Understanding the characteristics that make up good mental health will help you determine how mentally fit you are. Here are some real-life examples:
Ability to enjoy life You’ve just become engaged. You join your friends and family in celebrating the future you are planning with your partner. You realize that life before and after your marriage will bring challenges, but worries about problems that may crop up do not dim the joy you feel.
Resilience Due to changes in the marketplace, you are suddenly laid off from a job you love. You are shocked and angry, but those emotions fade quickly as you put the event in perspective. You gather solid references, revamp your resume and begin your job search.
Balance An old friend confronts you, saying you never have time for him. You are taken aback and give excuses of overwork.
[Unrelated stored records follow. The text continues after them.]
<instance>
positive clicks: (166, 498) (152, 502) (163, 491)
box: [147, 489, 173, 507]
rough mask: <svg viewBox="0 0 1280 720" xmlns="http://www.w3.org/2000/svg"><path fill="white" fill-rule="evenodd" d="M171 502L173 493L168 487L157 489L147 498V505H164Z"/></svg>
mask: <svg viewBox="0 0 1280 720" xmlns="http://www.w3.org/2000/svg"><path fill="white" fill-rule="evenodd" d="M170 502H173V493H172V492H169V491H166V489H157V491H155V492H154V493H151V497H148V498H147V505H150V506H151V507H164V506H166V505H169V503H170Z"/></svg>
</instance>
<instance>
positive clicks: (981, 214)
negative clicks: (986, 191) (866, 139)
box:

Then you look at it from their point of view, and realize you have been letting that relationship and other personal interests slide. You make a commitment to restore the balance.
Self-actualization While working full-time at an undemanding job, you take a night course in a field that has always intrigued you. You realize your talents and interests lie with this other area. You consult your teacher for advice and begin pursuing a new career path.
Flexibility The love of your life has walked out. You are devastated and feel like all your plans for the future have been ruined. After grieving for a time, you begin to see that your expectations of the relationship and of your partner were unrealistic. Gradually, you reconsider what you want and expect from a partner.